At schools for the deaf around the country, hearing administrators are feeling vulnerable in their jobs, aware that deaf activists would like to see the positions held by deaf people. At Lexington, Oscar feels vulnerable as well, but in his case the immediate threat comes not from the deaf community, in which he has dwelt comfortably since birth, but from the old ranks of hearing authorities, who are trying to maintain their patronage in changing times.
“Will Deaf Clubs Survive Modern Times? How Is the Deaf Community Changing?” This is the theme of Lexington’s eighth annual forum for leaders in the deaf community. Oscar has been organizing these forums since he became superintendent. Past topics have included racism, legislation, and technology and their effects on the deaf community.
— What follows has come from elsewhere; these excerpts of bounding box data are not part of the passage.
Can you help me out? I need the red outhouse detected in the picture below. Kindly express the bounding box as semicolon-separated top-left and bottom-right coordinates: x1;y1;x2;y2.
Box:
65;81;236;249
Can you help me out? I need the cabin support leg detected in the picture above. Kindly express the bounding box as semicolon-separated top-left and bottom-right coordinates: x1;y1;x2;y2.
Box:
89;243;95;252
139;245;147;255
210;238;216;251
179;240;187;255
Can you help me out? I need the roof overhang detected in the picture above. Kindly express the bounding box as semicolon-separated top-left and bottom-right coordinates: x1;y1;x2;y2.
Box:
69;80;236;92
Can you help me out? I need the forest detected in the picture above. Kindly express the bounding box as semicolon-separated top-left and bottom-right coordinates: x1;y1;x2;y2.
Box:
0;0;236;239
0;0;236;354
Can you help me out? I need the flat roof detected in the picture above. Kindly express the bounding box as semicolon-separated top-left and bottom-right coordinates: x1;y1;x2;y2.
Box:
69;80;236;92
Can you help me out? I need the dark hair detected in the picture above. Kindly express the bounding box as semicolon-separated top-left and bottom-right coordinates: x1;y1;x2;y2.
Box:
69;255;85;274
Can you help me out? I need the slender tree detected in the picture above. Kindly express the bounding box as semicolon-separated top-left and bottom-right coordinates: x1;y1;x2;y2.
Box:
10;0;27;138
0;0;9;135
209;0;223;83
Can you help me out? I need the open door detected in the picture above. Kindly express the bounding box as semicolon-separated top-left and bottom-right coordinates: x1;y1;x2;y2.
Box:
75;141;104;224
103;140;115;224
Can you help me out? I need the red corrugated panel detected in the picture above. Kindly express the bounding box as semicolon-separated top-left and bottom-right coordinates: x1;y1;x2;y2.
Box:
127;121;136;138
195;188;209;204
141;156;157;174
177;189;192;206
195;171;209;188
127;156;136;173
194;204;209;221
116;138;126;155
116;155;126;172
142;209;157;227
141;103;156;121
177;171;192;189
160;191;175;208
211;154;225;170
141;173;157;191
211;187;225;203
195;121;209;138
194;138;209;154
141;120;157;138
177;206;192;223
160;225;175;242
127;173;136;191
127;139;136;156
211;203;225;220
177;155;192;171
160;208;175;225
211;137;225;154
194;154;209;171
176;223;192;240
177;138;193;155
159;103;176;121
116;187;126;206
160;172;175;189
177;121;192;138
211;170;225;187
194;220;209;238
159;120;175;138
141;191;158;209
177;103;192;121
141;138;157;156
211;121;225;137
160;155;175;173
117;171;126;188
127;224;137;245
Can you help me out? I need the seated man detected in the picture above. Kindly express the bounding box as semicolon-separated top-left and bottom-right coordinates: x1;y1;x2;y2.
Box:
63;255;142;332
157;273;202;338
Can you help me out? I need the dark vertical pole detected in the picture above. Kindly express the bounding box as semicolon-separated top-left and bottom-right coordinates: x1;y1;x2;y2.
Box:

Perhaps none has seemed as devastatingly important as this year’s.
The deaf community has come to a peculiar crossroads. On one hand, deaf culture may never have been stronger or more appreciated than it is today. On the other hand, it may never reach these heights again, as there are now indications on many different fronts that despite (indeed, partly because of) all the gains in recent years—the legislation, the media attention, the technological advances, the civil rights advances—deaf culture may be slipping into decline. It is losing its critical mass.
In 1963 and 1964, an epidemic of rubella, or German measles, infected people
all over the United States. When the virus infects a woman in her first trimester of pregnancy, it can cause congenital defects in her baby. Thus an unusually high number of deaf children were born in the mid-1960s. Within the field, this swell in the deaf population is commonly referred to as the “rubella bulge.” Around the same time, the research that proved ASL to be a legitimate language was becoming widely acknowledged and accepted. This began to affect educational philosophy. It also provided an important tool for deaf people in their demands for increased respect, recognition, and rights.
In the early 1970s, a series of lawsuits and acts of Congress granted deaf people new rights to access to public facilities. These culminated in 1975 with the passage of Public Law 94-142, the Education for All Handicapped Children Act. Within the deaf community, people printed up buttons that showed, beneath the legend “P.L. 94-142,” two hands, palms down, fingertips meeting: the sign for equal.
By the mid-1980s, deaf people had gained considerable grassroots political power. In 1988, the Deaf President Now movement achieved its dramatic and well-publicized victory at Gallaudet. A year after that, five thousand people from deaf communities around the world gathered at Gallaudet for an international congress called the Deaf Way. And one year after that, Congress passed the Americans with Disabilities Act (ADA). The most sweeping legislation affecting deaf people to date, ADA ensures them the same protection from discrimination that ethnic minorities already have.
Deafness began to enter the realm of public consciousness as never before. Mark Medoff’s play about deafness, Children of a Lesser God, became a hit on Broadway; its star, Phyllis Frelich, became the first deaf actor to receive a Tony Award. In 1987, the deaf actor Marlee Matlin received an Oscar for performing the same role in the movie version, and millions of television viewers around the world watched her sign her acceptance speech. Deaf actors appeared more regularly on television, in guest spots on weekly series and in TV movies such as the award-winning Love Is Never Silent-, in the fall of 1991, Reasonable Doubts became the first series to star a deaf actor.